For starters, I learned a lot about what it takes to achieve a sound retirement or, as we Millennials like to call it, financial independence. My generation can complain that we don’t have a social safety net or financial guarantees like our grandparents have/had, but I’d quickly point out that we didn’t need to make incredible sacrifices like they did. Yes, today’s financial landscape might be more challenging, but they did the unimaginable so that we can freely post whatever it is we want to our Instagram stories.
And while we experienced the economic ferociousness of The Great Recession at a formative time in our lives, we’d be foolish to compare that to what they experienced in growing up during/after The Great Depression.

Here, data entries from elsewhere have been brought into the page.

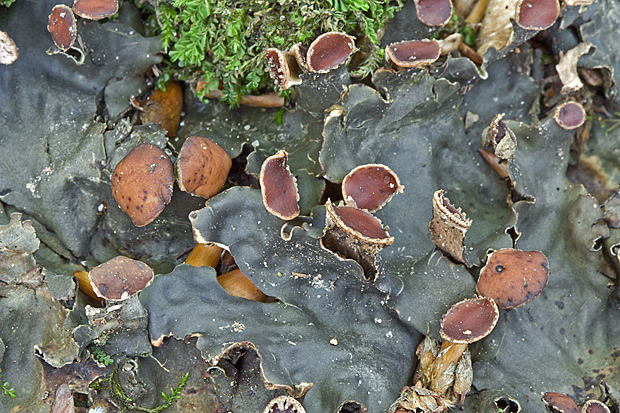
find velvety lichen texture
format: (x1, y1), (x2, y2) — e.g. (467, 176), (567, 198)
(1, 0), (620, 412)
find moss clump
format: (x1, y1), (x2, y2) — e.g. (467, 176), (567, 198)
(146, 0), (403, 104)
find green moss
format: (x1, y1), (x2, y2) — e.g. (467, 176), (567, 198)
(596, 111), (620, 135)
(90, 346), (114, 366)
(90, 363), (189, 413)
(0, 369), (16, 398)
(145, 0), (403, 104)
(431, 11), (477, 47)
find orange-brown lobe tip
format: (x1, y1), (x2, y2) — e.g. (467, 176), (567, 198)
(88, 256), (154, 301)
(111, 143), (175, 227)
(73, 270), (105, 302)
(73, 0), (119, 20)
(177, 136), (232, 199)
(218, 269), (270, 302)
(515, 0), (560, 30)
(260, 150), (300, 220)
(542, 392), (579, 413)
(478, 148), (510, 179)
(307, 32), (355, 73)
(48, 5), (77, 52)
(476, 248), (549, 309)
(342, 164), (403, 212)
(415, 0), (453, 26)
(554, 101), (586, 130)
(386, 39), (441, 68)
(440, 297), (499, 344)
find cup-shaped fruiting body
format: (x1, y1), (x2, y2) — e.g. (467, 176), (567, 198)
(484, 113), (517, 161)
(289, 43), (308, 71)
(177, 136), (232, 199)
(323, 200), (393, 278)
(515, 0), (560, 31)
(259, 150), (300, 220)
(48, 5), (77, 52)
(554, 101), (586, 130)
(325, 200), (394, 246)
(263, 395), (306, 413)
(111, 143), (175, 227)
(386, 39), (441, 69)
(542, 392), (580, 413)
(582, 400), (611, 413)
(429, 190), (472, 264)
(265, 48), (302, 90)
(73, 0), (119, 20)
(306, 32), (356, 73)
(476, 248), (549, 309)
(88, 256), (154, 301)
(0, 31), (18, 65)
(415, 0), (454, 26)
(440, 297), (499, 344)
(342, 164), (403, 212)
(581, 400), (611, 413)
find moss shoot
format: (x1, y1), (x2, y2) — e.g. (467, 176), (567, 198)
(146, 0), (403, 104)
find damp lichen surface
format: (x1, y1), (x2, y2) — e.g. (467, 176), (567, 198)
(0, 0), (619, 412)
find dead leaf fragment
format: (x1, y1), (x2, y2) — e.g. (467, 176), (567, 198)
(0, 30), (18, 64)
(556, 42), (593, 94)
(50, 383), (75, 413)
(477, 0), (517, 57)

If I learned anything from constantly getting my cheeks pinched by legions of bubbies and pop-pops, it’s that hard work and sacrifice pays one heck of a dividend.
Secondly, I learned that if you’re not careful, you can easily find yourself swept up in your surroundings, especially when living in an unrealistic bubble of wealth. My wife likes to observe that many people from my hometown are “all flash and no cash”, meaning that for all the flossing and flaunting they do, there’s very little of substance behind it. She’s got a good point. Constantly being surrounded by opulence sets unrealistic expectations as what it takes to actually achieve and maintain some of the fancy lifestyles on display. For example, walking around Town Center mall in early 2009 might have convinced you that the economy wasn’t all that bad when, in fact, things were pretty terrible.

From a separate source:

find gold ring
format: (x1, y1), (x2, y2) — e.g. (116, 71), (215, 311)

There’s a lot more lessons from Boca where that came from, but if you ask me, these two alone pack quite the punch. If you simply work hard and don’t get caught up with what everyone else is doing, you can greatly increase your chances of achieving your own financial goals (i.e. retirement). Working hard and remaining focused might eventually afford you the ability to do what you want with your time instead of having to spend it working a job you don’t like or doing things you wish you didn’t need to do.
In a strange way, growing up in Boca instilled these very important financial lessons in me. Lessons that I now get to share with my generation so that hopefully, we too, can someday bask in the warmth of our own version of Del Boca Vista.